National Author’s Day
“Until I feared I would lose it, I never loved to read. One does not love breathing.” - Harper Lee, To Kill a Mockingbird
It’s National Author’s Day, and on a day to celebrate the people that bring us the books that can change our lives, Way out West look at the benefits of reading, how to become a good reader, and what the great authors themselves have to say about it.
When it comes to approaching a book, it’s important to dive straight in. Although reading is something we do almost constantly in our everyday life, through magazines, newspapers or even page after page of websites online, some of us still find books intimidating and even trick ourselves into thinking reading is difficult. Reading is one of the most natural things we do and the process of reading a great book should be no different or harder than reading a newspaper; it’s the effect and what we get out of it that should be more magical! So don’t be afraid if not everything makes sense, of even if you find it hard to take everything in. Novels are not usually designed to confuse you and trip you up, and you’re supposed be coming up with your own ideas and impression as you go along, not just hearing those of the writer.
When starting off, don’t be tricked into thinking that you have to read the classics or what’s popular. According to a Google study, there are 129,864,880 different books in the world, so it’s not like you can claim there’s nothing out there for you! You’ll have no problem finding what interests you. Writers will often say they write for themselves, and it’s probably true, but publishers publish books for readers, and as the generations change, they are targeting new and younger audiences. Find something that interests you and then go from there. With each new thing you read you’ll discover so much more than you would otherwise.
“A reader lives a thousand lives before he dies…The man who never reads lives only one.” ― George R.R. Martin, A Dance with Dragons
Just as you shouldn’t be afraid to read something different, don’t be afraid to think differently either. Form your own opinions and feel free to dislike and to criticise, even if it is something that is generally praised. Doing so can often be a good sign that you’re forming your own opinions. There is no right or wrong answer to what makes a good book, and certainly no formula for what makes a good reader. Reading is one of the most personal things we do, and we should each have our own tastes, none of which are wrong. Even the best writers do not always like each other’s work – Mark Twain often criticised Jane Austin; even saying ‘every time I read Pride and Prejudice I want to dig her up and beat her over the skull with her own shin-bone’ – so don’t feel that just because it’s a classic you’re missing the point or wrong if you don’t like it.
If you can find your own interests in reading and begin to develop your own taste, you can soon begin to feel the joys of it.

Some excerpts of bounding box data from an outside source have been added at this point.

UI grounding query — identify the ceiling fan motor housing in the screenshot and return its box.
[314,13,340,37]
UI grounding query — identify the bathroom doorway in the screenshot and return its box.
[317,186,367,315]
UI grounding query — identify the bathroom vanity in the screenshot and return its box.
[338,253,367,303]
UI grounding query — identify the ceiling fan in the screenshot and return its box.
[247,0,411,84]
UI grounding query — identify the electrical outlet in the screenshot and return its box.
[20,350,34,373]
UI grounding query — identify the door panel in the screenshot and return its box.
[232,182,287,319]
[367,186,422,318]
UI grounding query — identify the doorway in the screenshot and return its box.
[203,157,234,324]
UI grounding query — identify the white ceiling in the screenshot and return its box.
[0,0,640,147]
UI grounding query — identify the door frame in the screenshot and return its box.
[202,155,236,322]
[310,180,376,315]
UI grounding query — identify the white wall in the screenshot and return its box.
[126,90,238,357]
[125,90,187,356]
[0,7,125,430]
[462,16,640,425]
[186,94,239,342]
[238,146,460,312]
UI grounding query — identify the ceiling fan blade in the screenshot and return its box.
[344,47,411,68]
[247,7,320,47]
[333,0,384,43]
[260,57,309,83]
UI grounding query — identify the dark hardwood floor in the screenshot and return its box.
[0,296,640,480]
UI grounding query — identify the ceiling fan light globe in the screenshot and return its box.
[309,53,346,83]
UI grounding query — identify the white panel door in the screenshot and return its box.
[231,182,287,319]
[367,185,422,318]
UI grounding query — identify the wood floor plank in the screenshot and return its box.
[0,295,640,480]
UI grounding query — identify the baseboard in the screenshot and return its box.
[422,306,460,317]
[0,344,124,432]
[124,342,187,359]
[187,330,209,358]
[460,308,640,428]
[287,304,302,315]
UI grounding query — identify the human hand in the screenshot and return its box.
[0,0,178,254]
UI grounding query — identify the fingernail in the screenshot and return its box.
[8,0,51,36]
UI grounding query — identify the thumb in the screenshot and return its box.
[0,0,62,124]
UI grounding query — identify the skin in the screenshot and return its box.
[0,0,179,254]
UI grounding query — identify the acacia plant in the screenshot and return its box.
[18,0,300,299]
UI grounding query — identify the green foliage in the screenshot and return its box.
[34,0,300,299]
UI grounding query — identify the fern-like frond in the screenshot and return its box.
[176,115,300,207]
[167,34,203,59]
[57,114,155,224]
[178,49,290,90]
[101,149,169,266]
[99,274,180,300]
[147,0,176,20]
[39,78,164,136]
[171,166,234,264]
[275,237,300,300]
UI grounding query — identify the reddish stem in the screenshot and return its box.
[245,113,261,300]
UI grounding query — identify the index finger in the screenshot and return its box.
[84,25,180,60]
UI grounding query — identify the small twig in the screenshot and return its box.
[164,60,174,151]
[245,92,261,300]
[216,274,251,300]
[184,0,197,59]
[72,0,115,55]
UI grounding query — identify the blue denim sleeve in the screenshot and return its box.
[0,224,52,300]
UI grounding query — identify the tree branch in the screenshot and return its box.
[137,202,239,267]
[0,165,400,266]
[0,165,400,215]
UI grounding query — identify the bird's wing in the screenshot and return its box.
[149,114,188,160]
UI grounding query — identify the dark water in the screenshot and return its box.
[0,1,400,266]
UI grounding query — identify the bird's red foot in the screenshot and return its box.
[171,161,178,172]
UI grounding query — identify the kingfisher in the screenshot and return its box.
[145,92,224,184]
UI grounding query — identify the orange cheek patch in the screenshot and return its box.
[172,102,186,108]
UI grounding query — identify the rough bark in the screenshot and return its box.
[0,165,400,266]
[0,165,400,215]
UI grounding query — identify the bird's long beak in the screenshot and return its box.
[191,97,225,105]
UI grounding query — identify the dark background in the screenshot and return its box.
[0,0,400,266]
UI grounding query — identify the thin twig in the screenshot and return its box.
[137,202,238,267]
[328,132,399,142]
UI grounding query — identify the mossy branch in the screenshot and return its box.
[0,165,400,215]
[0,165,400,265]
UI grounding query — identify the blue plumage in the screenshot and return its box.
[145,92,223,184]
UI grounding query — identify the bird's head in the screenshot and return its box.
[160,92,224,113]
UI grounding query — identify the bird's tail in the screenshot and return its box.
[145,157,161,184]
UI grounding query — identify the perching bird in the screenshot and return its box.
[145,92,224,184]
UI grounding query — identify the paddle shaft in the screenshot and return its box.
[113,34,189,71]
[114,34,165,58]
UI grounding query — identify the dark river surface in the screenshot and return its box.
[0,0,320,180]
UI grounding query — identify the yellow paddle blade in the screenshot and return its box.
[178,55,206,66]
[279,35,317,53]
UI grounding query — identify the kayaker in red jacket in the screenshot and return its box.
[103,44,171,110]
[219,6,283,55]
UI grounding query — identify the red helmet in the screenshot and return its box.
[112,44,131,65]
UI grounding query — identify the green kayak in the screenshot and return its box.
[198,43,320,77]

Avid readers often testify that a good book is like a good friend. Whether it’s the characters, the story itself, or the idea you gain of the writer, a good book introduces you to something new and magical, and with each page you can feel a bond developing. In the JD Salinger’s classic, Catcher in The Rye, narrator Holden Caulfield says, ‘What really knocks me out is a book that, when you’re all done reading it, you wish the author that wrote it was a terrific friend of yours and you could call him up on the phone whenever you felt like it.’ Ironically Salinger was a renowned recluse, and would not have appreciated any such call, but no matter how he felt personally, there’s no doubt that when it comes to the joys of reading, his character was right.